Choosing an appropriate model for reaction times

Thanks for the suggestion. Unfortunately, this approach doesn’t work for me. Maybe I’m parametrising something wrongly, but I cannot find an explicit parametrisation for the likelihood in the paper you sent me. So, just to try out, I applied a pm.ExGaussian to the model:

with pm.Model() as mod:
    
    alpha_m = pm.Normal('alpha_m', 0, 1)
    alpha_s = pm.HalfNormal('alpha_s', 1)
    alpha_t = pm.Normal('alpha_t', 0, 1, shape=conds)
    alpha = pm.Deterministic('alpha', alpha_m + alpha_t*alpha_s)  
    
    beta_m = pm.Normal('beta_m', 0, 1)
    beta_s = pm.HalfNormal('beta_s', 1)
    beta_t = pm.Normal('beta_t', 0, 1, shape=conds)
    beta = pm.Deterministic('beta', beta_m + beta_t*beta_s)  

    mu = pm.math.dot(inter, alpha) + pm.math.dot(slope, beta)*Worry
    sigma = pm.Exponential('sigma', 5)

    y = pm.ExGaussian('RT', mu=mu, sigma=sigma, nu=6, observed=RT)

My guess was that this would probably break the model, as the interactions present in the model may cause some conditions to get ceiling effects or very few observations. Effectively, the models break due to bad energy issues. This happens either using untransformed and transformed RTs. But, again, I’m probably applying this wrongly.

Even so, my impression is that many of these approaches work very well in theory (e.g. in simulations), or with very ad-hoc data. In this case with a stop-signal paradigm. Instead, I’m using a stimulus recognition paradigm, were participants have to answer every trial (i.e. press left or right), thus many misses or false-alarm responses are not included into the analysis, because the interest is only on RTs for correct responses (I guess alternatives may be argued). For instance, in the paper you link, they have a number of observations between 2000 to 3000, without a complex interaction, and that seems to work neatly. They also point out insensitivity to priors. In my case, the models are very sensitive to priors, and I need over 9000 to 10000 observations for the models to get less sensitive (e.g. using an exponential hyperprior for the StudentT greatly shifts the intercept downwards, but a fixed prior does not).

In any case, it is a very interesting discussion. As far as I understand, the modelling of RTs is an ongoing issues. I’m not sure whether the ExGaussian approach is taken by many or few, but it’s certainly one between several approaches (they also mention this in the paper). Personally, I lack the expertise to theoretically address this issue so it also works in practice.
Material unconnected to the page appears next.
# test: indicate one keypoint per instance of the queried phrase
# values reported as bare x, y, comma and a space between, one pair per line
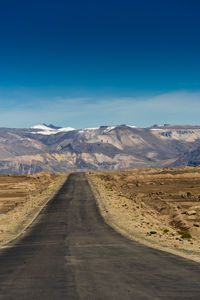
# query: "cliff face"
26, 151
At the moment, @ricardoV94 's suggestion of using the standardised log of RTs with a StudentT likelihood is what works best for me. I also agree with his suggestion that the Lognormal over untransformed RTs may not be working due to issues with priors. However, I’m using weakly informative priors for both intercept and slopes, i.e. very conventional normal distributions in a non-centered parametrisation. No too far from the aforementioned paper, where normal priors are the choice for the hierarchical model they implemented. So, I remain slightly puzzled about the Lognormal or ExGaussian causing issues, but the StudentT with standardised log RTs working so well. Thanks again for the suggestions.